Prep 15 mins
Cook 30 mins
Very tasty casserole to serve the family. I prefer to use mild enchilada sauce; use regular if you want a more spicy taste.
- 1 medium onion, medium chopped
- 1 1⁄2 lbs ground beef
- 1 (12 ounce) can corn mixed with chopped peppers (red and green peppers)
- 1 (4 ounce) canchopped black olives (optional)

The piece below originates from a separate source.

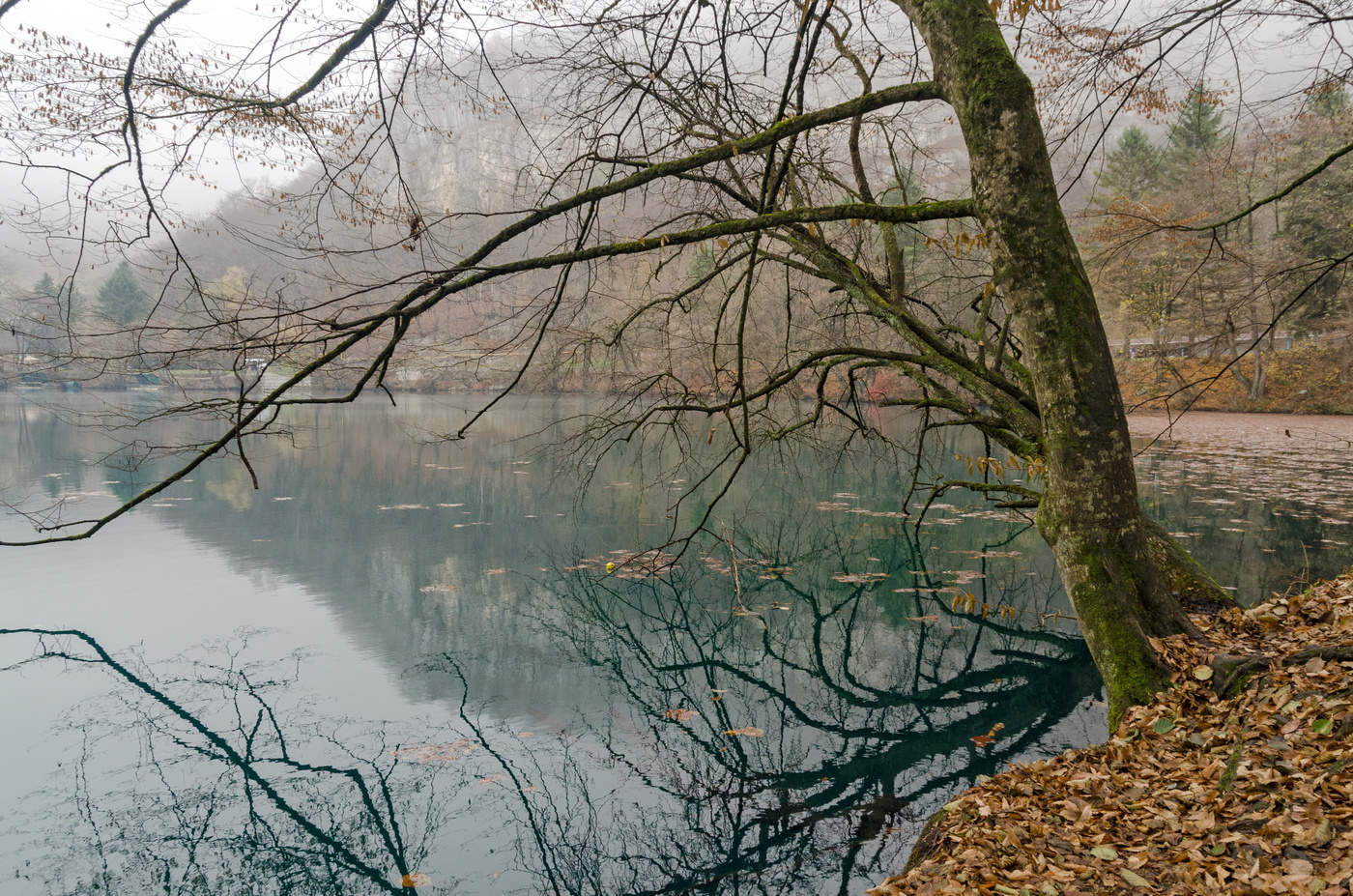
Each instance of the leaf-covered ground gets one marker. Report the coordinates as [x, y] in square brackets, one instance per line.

- 1 (4 ounce) can diced green chilies
- 1⁄4 teaspoon dried rosemary
- 1⁄4 teaspoon dried oregano
- 1⁄4 teaspoon dried marjoram
- 1⁄2 teaspoon salt
- 1⁄2 teaspoon pepper
- 2 (8 ounce) cans tomato sauce
- 1 (10 ounce) can enchilada sauce
- 2 cups grated cheddar cheese or 2 cups mexican cheese
- 12 corn tortillas
- Heat oven to 350°F Spray a 9x13-inch pan with nonstick cooking spray; set aside.
- In a large skillet, sauté onion and ground beef until beef is browned and cooked through. Drain fat. Add corn, olives (if using), chilies, and seasonings to meat.

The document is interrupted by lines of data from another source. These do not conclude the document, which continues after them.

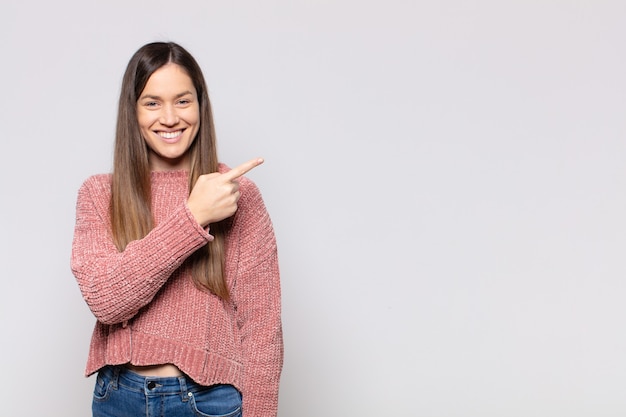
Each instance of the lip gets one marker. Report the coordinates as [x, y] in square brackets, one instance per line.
[170, 136]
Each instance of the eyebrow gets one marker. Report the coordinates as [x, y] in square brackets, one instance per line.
[179, 95]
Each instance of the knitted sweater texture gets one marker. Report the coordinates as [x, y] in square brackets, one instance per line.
[148, 309]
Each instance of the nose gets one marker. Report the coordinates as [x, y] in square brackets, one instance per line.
[169, 117]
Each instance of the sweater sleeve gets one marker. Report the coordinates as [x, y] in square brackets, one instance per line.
[117, 284]
[257, 298]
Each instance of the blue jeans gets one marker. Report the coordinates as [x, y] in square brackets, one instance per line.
[123, 393]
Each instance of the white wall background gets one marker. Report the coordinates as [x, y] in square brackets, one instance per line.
[446, 180]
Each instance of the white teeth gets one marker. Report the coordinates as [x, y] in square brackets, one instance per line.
[169, 135]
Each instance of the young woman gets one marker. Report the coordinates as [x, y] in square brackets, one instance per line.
[176, 257]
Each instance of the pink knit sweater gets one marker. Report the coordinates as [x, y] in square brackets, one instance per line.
[149, 311]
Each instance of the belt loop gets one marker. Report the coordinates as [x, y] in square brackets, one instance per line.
[184, 393]
[116, 376]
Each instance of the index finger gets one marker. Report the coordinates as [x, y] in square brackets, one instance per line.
[237, 172]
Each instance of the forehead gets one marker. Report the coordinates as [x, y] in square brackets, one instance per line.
[170, 78]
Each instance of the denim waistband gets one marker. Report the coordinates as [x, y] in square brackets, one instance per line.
[150, 385]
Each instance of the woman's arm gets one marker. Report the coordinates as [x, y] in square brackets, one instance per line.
[116, 284]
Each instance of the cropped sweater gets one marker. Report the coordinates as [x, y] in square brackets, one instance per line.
[148, 309]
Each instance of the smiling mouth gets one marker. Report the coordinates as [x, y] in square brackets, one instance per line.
[170, 135]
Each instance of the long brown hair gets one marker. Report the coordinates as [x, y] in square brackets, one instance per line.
[131, 214]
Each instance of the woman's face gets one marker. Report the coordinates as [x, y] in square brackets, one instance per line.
[168, 113]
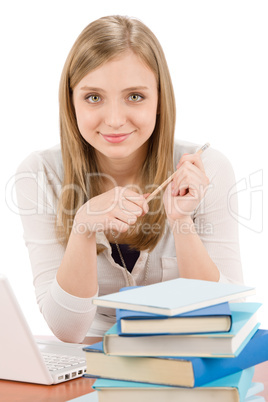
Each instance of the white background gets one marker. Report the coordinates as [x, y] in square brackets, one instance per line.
[217, 52]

- In a bowl, combine the tomato sauce and enchilada sauce.
- Pour half of the sauce mixture over the meat. Stir to combine. Simmer 5 minutes.
- In the bottom of the greased pan, arrange 6 tortillas. Pour meat mixture over the tortillas. Sprinkle half the cheese over meat. Cover with remaining 6 tortillas and remaining cheese.
- Pour remaining sauce over the top, spreading evenly.
- Cover and bake 20 to 30 minutes or until sauce is bubbly and cheese is melted. Cool for 5 to 10 minutes before cutting and serving.